The Chancery Court dismissed his challenge to the directors’ 2015 equity incentive plan that awarded stock to the employee directors – principally CEO Kevin Cummings and COO Domenick Cama – but the Delaware Supreme Court reversed and remanded, finding possible self-dealing that would negate the protection of the business judgment rule.  In re Inv’rs Bancorp, Inc.

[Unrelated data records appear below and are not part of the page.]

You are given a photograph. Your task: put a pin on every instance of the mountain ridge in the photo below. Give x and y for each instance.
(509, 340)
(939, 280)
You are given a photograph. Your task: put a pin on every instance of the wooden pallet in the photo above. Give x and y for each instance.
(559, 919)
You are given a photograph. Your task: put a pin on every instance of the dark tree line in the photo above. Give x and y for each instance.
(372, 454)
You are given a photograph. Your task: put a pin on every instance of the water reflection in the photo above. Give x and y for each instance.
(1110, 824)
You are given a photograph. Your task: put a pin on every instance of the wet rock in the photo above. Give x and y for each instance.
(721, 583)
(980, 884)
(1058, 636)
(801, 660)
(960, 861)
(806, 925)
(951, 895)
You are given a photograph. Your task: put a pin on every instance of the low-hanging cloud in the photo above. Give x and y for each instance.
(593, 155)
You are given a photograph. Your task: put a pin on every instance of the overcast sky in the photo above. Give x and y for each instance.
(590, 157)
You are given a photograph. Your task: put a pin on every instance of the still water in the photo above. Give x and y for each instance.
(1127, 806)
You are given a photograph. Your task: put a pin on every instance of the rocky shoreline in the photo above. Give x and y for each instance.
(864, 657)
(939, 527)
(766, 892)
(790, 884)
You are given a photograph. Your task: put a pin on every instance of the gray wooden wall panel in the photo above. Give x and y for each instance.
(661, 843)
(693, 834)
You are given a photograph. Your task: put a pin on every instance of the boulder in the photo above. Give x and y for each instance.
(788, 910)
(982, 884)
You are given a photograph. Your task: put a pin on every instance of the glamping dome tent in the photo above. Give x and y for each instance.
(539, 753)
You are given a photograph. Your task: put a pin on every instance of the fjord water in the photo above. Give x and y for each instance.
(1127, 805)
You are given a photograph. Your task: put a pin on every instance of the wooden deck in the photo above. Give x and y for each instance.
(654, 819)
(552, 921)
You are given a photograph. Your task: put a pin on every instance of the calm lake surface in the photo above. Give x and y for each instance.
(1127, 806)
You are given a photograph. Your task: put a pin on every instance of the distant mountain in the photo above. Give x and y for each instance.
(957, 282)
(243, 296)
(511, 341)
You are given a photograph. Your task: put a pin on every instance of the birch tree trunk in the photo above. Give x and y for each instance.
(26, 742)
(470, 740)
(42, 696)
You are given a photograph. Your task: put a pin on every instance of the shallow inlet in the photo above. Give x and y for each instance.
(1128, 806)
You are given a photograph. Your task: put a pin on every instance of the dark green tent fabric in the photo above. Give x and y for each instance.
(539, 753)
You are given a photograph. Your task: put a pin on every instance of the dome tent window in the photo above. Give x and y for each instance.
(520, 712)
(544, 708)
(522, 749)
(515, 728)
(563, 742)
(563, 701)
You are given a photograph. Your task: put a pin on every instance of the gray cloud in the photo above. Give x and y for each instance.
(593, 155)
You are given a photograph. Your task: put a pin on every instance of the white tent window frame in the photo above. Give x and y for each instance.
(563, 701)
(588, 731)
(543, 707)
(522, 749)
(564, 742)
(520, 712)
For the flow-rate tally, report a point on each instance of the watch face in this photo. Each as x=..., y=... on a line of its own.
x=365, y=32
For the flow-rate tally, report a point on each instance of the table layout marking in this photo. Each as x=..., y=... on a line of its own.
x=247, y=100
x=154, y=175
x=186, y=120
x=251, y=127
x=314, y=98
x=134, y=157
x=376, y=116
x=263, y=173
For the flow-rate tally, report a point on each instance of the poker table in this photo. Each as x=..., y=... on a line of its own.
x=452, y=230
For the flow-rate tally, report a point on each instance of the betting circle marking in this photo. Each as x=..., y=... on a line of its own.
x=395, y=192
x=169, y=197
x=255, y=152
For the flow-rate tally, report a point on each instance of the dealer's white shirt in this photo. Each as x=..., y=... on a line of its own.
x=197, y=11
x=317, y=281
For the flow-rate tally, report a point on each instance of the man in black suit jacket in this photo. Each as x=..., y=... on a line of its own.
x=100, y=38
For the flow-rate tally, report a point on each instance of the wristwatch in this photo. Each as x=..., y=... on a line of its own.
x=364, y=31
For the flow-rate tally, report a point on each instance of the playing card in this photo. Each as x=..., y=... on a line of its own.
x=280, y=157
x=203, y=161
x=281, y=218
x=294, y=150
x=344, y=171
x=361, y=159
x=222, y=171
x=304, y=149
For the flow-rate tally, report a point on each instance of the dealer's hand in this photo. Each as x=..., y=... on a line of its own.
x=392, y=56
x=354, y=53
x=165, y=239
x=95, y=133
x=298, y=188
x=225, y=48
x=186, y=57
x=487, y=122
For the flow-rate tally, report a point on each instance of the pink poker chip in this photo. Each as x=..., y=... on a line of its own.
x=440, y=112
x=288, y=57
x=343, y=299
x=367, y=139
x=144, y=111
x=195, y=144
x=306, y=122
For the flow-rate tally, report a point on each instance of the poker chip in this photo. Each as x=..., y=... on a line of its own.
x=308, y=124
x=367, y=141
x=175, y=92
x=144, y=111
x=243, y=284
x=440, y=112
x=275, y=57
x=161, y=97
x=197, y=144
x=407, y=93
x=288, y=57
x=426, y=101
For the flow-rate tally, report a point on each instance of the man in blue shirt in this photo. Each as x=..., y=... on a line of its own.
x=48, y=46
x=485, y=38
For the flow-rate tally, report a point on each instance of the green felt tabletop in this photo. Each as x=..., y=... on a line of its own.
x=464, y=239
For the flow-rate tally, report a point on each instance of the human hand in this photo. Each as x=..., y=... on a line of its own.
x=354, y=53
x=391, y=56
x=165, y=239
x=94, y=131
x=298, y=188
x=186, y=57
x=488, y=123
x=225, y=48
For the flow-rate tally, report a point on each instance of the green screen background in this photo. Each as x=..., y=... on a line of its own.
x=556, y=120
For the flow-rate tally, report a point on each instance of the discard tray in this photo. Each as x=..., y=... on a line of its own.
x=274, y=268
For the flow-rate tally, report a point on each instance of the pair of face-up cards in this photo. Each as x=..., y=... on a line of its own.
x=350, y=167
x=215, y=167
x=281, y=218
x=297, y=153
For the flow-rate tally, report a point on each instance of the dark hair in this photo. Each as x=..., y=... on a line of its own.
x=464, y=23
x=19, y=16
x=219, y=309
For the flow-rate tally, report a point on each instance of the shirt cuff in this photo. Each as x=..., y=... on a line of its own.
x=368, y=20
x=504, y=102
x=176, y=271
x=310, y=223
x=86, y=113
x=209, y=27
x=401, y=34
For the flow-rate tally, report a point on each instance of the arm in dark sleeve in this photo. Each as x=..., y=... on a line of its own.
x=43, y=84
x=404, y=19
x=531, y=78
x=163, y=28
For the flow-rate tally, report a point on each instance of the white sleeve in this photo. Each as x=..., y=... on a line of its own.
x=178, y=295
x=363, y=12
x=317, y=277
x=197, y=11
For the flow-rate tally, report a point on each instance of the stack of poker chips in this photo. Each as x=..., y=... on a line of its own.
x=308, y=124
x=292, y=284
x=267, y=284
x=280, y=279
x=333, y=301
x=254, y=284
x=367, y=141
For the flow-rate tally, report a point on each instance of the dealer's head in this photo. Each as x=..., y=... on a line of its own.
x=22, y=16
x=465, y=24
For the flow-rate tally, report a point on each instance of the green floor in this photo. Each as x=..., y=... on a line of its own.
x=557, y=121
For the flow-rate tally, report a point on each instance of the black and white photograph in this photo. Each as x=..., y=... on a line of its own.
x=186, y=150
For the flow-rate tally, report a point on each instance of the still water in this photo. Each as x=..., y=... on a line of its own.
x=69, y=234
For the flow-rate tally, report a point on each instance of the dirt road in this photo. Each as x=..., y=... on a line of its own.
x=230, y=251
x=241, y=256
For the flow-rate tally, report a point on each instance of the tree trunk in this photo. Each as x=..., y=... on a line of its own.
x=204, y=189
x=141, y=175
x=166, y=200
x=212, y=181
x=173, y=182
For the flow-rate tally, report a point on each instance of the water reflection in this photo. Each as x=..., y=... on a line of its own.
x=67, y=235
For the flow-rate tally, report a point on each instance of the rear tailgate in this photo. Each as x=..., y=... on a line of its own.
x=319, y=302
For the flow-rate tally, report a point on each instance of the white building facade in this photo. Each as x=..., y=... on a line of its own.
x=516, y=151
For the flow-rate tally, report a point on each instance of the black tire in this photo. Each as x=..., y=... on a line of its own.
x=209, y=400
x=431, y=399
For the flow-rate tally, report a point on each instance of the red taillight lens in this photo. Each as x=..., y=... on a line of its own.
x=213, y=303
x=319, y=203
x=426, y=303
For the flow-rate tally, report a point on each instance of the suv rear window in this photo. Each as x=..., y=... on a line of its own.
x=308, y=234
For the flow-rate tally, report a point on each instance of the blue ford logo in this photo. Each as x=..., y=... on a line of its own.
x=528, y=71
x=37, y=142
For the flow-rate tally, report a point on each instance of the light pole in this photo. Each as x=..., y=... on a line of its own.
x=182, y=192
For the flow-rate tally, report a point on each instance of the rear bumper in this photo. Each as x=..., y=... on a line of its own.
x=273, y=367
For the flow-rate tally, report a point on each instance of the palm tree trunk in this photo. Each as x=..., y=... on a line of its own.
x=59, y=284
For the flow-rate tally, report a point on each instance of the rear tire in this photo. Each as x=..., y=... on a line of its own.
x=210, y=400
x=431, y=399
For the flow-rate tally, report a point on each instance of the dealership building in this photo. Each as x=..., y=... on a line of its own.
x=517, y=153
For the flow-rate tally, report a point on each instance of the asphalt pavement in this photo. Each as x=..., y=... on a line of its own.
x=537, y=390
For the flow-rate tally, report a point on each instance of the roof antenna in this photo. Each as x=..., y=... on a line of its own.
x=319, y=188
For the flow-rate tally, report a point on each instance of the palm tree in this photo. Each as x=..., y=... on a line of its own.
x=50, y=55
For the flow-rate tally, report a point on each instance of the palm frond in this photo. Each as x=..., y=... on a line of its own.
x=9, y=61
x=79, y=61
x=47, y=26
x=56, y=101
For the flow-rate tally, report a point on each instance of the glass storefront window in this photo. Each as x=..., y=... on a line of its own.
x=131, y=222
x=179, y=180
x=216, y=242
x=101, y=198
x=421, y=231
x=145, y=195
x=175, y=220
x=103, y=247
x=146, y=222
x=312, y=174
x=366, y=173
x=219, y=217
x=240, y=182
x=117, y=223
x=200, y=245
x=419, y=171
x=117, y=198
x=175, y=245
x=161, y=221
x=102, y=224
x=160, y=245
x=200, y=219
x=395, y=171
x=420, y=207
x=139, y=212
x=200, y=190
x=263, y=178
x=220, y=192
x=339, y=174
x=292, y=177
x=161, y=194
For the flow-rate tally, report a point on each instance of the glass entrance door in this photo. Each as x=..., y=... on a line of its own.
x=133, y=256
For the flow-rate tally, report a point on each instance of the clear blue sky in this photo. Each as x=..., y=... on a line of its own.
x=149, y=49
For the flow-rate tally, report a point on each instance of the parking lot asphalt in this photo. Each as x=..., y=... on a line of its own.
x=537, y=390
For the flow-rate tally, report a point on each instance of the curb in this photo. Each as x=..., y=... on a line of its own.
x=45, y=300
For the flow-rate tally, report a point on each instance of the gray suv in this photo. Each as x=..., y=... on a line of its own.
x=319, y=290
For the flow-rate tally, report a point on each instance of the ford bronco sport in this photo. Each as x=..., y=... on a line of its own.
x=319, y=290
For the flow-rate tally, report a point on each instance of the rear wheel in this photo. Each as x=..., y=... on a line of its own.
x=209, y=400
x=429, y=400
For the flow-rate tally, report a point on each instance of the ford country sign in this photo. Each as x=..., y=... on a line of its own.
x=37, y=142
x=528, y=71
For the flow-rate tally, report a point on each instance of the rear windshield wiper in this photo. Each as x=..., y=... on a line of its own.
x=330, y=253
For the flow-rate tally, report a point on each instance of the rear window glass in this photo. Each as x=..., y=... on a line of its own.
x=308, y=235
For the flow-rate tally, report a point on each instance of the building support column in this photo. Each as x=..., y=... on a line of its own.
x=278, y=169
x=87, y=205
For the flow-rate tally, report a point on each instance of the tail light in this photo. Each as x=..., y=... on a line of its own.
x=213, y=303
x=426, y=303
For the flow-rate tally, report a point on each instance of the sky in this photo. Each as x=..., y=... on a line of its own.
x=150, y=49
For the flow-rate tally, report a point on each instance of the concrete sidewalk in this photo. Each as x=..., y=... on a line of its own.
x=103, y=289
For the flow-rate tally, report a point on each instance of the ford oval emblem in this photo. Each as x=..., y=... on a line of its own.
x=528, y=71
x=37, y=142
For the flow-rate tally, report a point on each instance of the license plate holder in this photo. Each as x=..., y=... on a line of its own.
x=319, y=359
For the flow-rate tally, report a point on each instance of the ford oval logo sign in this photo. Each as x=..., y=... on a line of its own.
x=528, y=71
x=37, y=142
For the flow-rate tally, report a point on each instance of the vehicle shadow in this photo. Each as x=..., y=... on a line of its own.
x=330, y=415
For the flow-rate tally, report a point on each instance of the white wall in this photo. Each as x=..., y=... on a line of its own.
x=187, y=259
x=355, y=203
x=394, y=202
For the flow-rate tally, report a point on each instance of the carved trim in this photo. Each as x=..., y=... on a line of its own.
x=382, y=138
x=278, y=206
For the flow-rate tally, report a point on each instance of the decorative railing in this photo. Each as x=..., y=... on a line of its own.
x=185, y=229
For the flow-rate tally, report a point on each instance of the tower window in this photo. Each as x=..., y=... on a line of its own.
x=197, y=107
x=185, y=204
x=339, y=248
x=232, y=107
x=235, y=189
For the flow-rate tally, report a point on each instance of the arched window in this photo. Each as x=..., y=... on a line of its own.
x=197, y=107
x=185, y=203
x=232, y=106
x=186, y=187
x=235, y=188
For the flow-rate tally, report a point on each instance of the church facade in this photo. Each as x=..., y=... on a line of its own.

S’holder Litig., 177 A.3d 1208 (Del. 2017).

A settlement of the first suit, approved June 21, 2019, called for the two executives of the Delaware-chartered bank holding company based in Short Hills, New Jersey, to give back all of their awards and for the non-executive directors to return an average of 40% of theirs for a 75% total reduction

New award, new suit

But when the board adopted a replacement plan one month later restoring all of the two top officers’ awards, Elburn filed a new derivative action claiming the executives conspired with the other board members to forfeit all of their awards — allowing the others to keep about 60% of theirs in the pact.

In return, the quid pro quo provided that as soon as the settlement won court approval, the non-employee directors would disloyally adopt a replacement plan that essentially duplicated the scope of the top officers’ award, again damaging the shareholders, Elburn’s new derivative action alleged.

Elburn said although directors have latitude to award lavish compensation to top executives, both board actions included a fatal element of self-interest—in the new case, a pact that let the non-employee directors keep most of their money from the first plan in return for replacing the executives’ award.

Moreover, the board only hinted that it might consider additional stock awards in a proxy issued in advance of a 2019 director election and never updated that disclosure after adopting the costly and unwarranted replacement stock plan, the suit said.

A chance to prove quid pro quo

Vice Chancellor Slights said the plaintiff’s allegations are sufficiently particularized to give him a chance to substantiate his conspiracy theory, noting that Elburn specifically charges that the executives and board agreed to the quid pro quo pact before the settlement of the first suit.

However, “targeted discovery is likely to reveal rather quickly if the quid pro quo agreement alleged in the complaint was actually reached,” he said. “If it was not, defendants are likely to earn summary judgment.”

The vice chancellor denied defendants’ motion for summary judgment on the fiduciary duty claims for failure make a pre-suit demand, but he refused plaintiff’s request for summary judgment on his charge that the directors violated their disclosure duty through misrepresentations and omissions in their 2019 director election proxy.

He quickly dispensed with the charge that the proxy misled investors to believe the board had only begun to consider a new stock plan when in fact that decision was imminent at the time of the proxy.  The charge is “not enough to state a viable disclosure claim, much less carry his burden to earn summary judgment on that claim,” the vice chancellor said.

A material failure to supplement?

However, the disclosure claim that the directors failed to supplement the proxy to indicate that the board had approved the compensation plan may have been an omission – but was it material to the shareholders’ decision to vote for the incumbent directors, the court asked?

The answer to that question, it said in denying the motion, can be found in further discovery as to how much the shareholders understood and approved of the likely size and cost of a new stock compensation plan for their directors and officers.

He noted that “the cases plaintiff cites where this court has ordered new director elections involved far more serious malfeasance than the disclosure violations plaintiff has alleged here.”